Otro punto en común fue la necesidad de revisar y actualizar nuestras ideas sobre la familia. Hoy en día existen múltiples formas de vínculo familiar, todas válidas y necesarias. Inclusive la definición de familia en la Real Academia Española ha cambiado. La familia tradicional ya no es la única estructura aceptada, y reconocer esta diversidad también contribuye a la salud mental.

Otro tema delicado abordado fue el suicidio. Tristemente, se sigue tratando como tabú. El miedo a hablar de ello, a “invocarlo”, ha hecho que se silencie por décadas. Pero la realidad es que hablar del suicidio no lo provoca, lo previene. Escuchar, contener, acompañar, estar presentes… son acciones que pueden marcar la diferencia entre la vida y la muerte para alguien que sufre. Los especialistas insisten en que no estamos solos, que siempre hay alguien dispuesto a ayudar, y que no debemos subestimar el poder de una conversación honesta.

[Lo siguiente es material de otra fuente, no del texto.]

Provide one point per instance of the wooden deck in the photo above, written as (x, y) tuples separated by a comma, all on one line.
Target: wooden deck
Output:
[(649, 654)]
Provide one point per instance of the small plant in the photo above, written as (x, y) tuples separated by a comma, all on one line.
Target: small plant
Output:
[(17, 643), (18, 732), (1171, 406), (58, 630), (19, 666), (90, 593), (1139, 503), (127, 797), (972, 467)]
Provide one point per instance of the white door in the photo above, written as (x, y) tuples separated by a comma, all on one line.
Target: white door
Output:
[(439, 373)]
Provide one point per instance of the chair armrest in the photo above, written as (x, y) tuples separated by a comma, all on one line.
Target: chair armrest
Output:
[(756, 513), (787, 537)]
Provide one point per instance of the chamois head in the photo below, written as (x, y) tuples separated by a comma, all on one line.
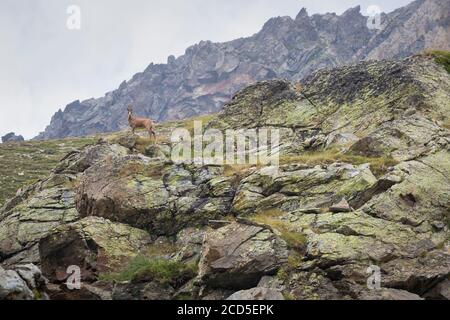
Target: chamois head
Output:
[(130, 110)]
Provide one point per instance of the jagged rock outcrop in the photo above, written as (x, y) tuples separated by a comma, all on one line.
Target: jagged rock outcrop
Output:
[(12, 137), (146, 227), (24, 282), (208, 74), (238, 256)]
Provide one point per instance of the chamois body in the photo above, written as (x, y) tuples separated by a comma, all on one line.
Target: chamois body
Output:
[(136, 122)]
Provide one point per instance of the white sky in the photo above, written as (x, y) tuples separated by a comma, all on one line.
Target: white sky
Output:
[(44, 66)]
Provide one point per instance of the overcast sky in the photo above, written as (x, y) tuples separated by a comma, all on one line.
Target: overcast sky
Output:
[(44, 65)]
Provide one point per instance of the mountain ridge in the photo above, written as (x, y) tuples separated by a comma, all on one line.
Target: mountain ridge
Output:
[(363, 182), (203, 79)]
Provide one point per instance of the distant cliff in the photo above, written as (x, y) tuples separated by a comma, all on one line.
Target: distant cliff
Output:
[(208, 74)]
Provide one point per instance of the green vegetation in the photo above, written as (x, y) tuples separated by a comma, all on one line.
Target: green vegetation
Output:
[(441, 57), (378, 166), (26, 162), (189, 124), (294, 239), (165, 272)]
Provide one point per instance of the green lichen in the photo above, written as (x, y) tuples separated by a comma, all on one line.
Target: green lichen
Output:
[(165, 272)]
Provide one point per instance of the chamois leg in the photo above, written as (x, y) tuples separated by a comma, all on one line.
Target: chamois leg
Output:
[(152, 133)]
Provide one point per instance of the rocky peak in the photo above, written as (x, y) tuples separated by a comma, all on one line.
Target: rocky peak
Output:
[(12, 137), (203, 79), (303, 14), (354, 146)]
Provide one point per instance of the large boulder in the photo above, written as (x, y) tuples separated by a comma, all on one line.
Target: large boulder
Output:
[(238, 255), (301, 187), (153, 194), (21, 227), (23, 282)]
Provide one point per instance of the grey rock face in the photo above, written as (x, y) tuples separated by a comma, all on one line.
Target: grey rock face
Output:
[(208, 74), (257, 294), (25, 282), (12, 137), (237, 256)]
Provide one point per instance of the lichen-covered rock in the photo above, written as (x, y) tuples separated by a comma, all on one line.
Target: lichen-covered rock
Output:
[(151, 194), (23, 282), (93, 244), (297, 187), (237, 256), (24, 225), (258, 293)]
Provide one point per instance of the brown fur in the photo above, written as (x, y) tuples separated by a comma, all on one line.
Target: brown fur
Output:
[(136, 122)]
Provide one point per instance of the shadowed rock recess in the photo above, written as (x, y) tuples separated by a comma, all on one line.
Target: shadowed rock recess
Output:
[(208, 74), (364, 180)]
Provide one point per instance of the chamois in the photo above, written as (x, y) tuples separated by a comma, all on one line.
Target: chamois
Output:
[(136, 122)]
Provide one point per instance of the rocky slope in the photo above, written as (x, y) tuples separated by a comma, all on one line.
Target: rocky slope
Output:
[(204, 78), (363, 181), (26, 162)]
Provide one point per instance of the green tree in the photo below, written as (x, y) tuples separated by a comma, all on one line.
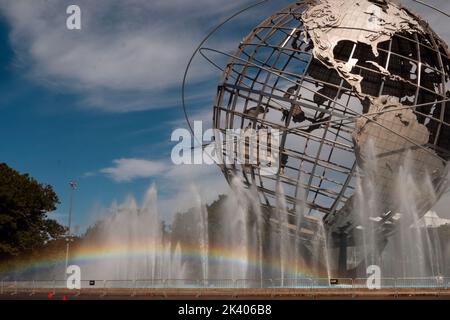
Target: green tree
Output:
[(24, 204)]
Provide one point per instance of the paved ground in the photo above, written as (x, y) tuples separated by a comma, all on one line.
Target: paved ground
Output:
[(225, 294)]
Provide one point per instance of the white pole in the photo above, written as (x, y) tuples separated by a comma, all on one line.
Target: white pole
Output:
[(72, 185)]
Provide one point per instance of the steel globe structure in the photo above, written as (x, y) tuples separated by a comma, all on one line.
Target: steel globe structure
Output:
[(338, 79)]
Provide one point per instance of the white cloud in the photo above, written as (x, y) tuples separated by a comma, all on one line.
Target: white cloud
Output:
[(126, 170), (130, 55)]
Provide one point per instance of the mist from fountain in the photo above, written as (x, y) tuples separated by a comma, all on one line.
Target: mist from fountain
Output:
[(409, 251)]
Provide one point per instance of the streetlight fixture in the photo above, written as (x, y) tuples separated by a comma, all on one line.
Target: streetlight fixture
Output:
[(73, 186)]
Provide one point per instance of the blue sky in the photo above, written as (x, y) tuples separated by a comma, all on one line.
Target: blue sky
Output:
[(99, 105)]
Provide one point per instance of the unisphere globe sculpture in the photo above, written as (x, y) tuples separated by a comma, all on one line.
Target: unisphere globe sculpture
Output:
[(360, 93)]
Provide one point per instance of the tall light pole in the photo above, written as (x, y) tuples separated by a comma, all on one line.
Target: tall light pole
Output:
[(73, 186)]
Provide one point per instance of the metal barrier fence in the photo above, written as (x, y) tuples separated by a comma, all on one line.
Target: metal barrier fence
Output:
[(340, 286)]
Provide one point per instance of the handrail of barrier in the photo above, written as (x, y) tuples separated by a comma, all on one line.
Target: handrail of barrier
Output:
[(397, 286)]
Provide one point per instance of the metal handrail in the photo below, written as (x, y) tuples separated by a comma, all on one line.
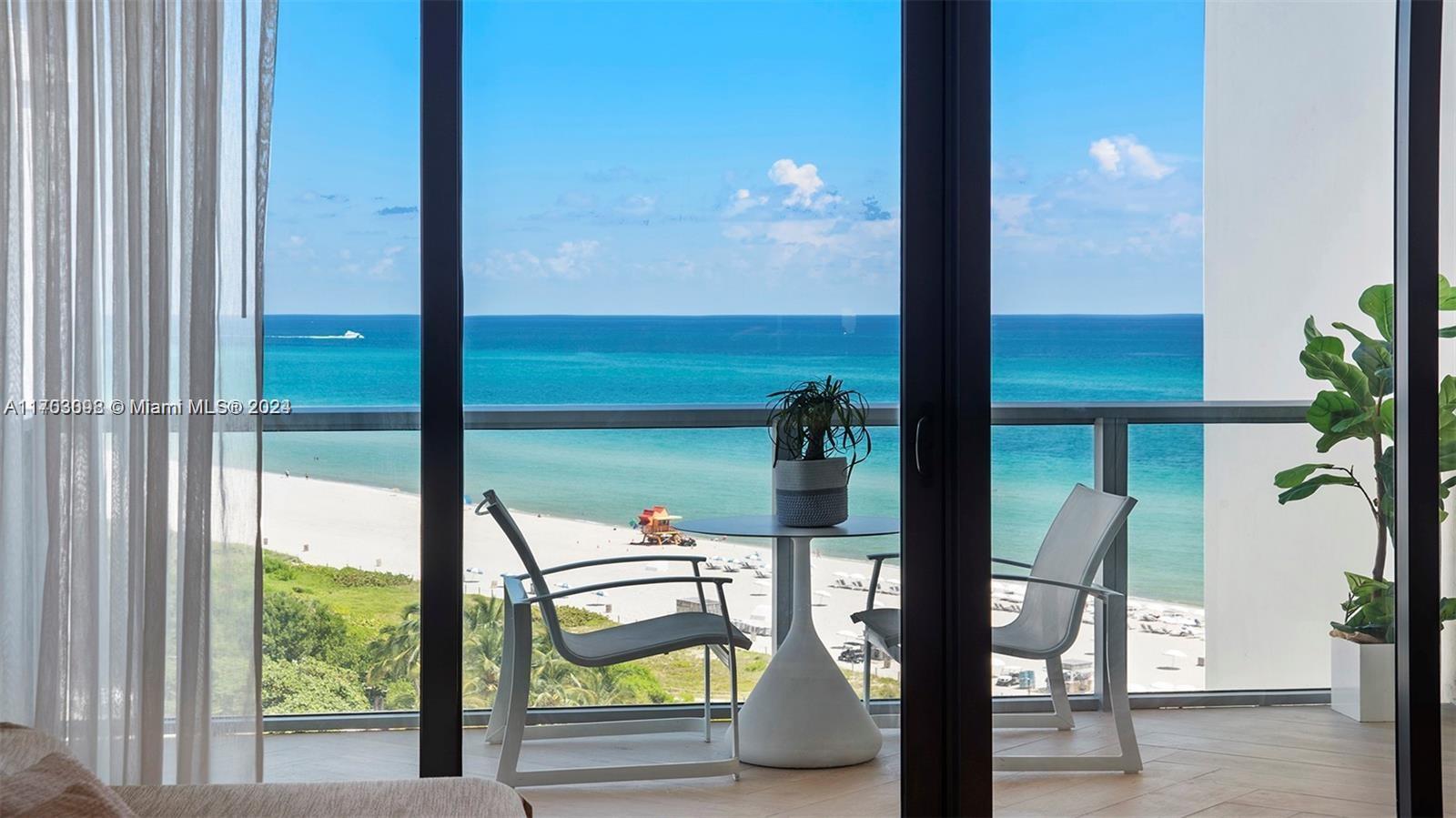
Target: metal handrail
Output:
[(730, 415)]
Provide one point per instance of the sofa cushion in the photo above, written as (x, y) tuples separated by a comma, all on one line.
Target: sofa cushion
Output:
[(22, 747), (55, 786), (407, 796)]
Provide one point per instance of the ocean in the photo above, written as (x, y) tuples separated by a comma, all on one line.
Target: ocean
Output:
[(608, 476)]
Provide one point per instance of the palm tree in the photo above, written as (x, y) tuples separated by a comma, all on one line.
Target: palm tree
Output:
[(597, 686), (397, 651), (484, 645)]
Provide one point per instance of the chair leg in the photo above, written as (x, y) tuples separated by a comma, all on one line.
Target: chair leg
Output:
[(870, 652), (521, 687), (1057, 684), (733, 702), (1060, 715), (1116, 641), (708, 696), (495, 728)]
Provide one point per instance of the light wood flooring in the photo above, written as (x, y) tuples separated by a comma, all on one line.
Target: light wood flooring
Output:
[(1227, 762)]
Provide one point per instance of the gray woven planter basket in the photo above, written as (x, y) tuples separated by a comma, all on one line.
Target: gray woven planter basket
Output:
[(812, 494)]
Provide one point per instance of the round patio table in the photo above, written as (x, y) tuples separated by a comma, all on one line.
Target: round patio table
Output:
[(801, 713)]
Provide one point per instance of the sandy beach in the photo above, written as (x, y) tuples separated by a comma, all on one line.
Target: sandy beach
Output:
[(339, 524)]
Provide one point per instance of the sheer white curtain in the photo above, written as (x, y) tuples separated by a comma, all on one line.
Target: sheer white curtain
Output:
[(135, 160)]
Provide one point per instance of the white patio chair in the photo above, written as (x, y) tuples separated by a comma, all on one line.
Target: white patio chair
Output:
[(1048, 621), (1047, 625), (599, 648)]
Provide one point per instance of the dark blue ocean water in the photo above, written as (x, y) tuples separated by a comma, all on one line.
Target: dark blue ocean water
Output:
[(609, 475)]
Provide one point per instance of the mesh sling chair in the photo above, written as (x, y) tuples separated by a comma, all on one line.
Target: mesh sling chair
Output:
[(1057, 587), (599, 648)]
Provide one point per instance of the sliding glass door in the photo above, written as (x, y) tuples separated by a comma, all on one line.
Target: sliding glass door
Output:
[(341, 357), (667, 218)]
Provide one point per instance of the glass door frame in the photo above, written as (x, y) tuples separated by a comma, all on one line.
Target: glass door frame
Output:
[(1417, 374)]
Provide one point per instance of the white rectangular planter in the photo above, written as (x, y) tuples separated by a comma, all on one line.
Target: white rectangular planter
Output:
[(1361, 680)]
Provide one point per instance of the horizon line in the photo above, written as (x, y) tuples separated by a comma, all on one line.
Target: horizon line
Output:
[(724, 315)]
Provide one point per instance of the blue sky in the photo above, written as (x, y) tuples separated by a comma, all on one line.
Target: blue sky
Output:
[(728, 157)]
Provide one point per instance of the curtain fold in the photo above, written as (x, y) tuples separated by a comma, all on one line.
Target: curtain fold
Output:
[(131, 188)]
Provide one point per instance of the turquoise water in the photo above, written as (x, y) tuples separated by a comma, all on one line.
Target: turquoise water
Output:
[(609, 476)]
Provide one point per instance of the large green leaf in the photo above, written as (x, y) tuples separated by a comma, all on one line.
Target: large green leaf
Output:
[(1290, 478), (1337, 412), (1329, 439), (1373, 357), (1321, 364), (1445, 293), (1446, 395), (1312, 485), (1327, 344), (1310, 330), (1380, 303)]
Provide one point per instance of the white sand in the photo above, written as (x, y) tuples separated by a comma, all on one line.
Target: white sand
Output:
[(339, 524)]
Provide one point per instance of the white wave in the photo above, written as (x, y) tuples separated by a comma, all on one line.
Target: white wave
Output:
[(349, 335)]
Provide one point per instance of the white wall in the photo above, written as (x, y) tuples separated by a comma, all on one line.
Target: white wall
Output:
[(1298, 196)]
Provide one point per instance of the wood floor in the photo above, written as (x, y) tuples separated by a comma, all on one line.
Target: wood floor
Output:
[(1229, 762)]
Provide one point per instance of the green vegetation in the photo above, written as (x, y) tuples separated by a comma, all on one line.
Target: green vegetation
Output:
[(1360, 405), (339, 640)]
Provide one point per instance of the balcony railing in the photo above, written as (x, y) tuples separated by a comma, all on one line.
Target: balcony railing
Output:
[(1108, 419)]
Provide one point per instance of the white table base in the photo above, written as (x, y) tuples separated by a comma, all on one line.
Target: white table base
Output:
[(803, 713)]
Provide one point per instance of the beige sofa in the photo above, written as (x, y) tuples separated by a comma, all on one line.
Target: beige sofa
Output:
[(24, 752)]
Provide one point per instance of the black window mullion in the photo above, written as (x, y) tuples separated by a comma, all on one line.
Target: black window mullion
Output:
[(441, 405)]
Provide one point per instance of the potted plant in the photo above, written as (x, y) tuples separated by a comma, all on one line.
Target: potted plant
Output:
[(1360, 407), (820, 436)]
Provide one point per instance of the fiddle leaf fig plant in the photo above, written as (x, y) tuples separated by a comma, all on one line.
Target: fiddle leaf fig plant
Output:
[(1359, 403)]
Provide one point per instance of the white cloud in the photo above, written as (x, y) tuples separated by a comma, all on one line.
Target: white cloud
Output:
[(1186, 225), (386, 262), (572, 258), (1011, 211), (1117, 156), (805, 184), (742, 201), (571, 261), (637, 204)]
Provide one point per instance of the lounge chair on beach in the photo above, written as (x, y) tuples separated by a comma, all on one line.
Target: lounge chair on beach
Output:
[(1046, 626), (713, 632)]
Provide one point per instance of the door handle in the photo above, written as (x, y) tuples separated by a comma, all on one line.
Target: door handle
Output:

Lo que nos ha dejado estas conversaciones son certezas, necesitamos hablar más y juzgar menos. Necesitamos derribar los muros del prejuicio y construir puentes de empatía. Porque la salud mental no es un lujo ni un privilegio, es un derecho y una necesidad. Y como toda necesidad humana, debe ser atendida, acompañada y, sobre todo, visibilizada.

Hablemos. De la ansiedad, del dolor, de la familia, del suicidio. Hablemos sin miedo, sin culpa, sin vergüenza. Porque solo así podremos construir una sociedad más sana y más humana.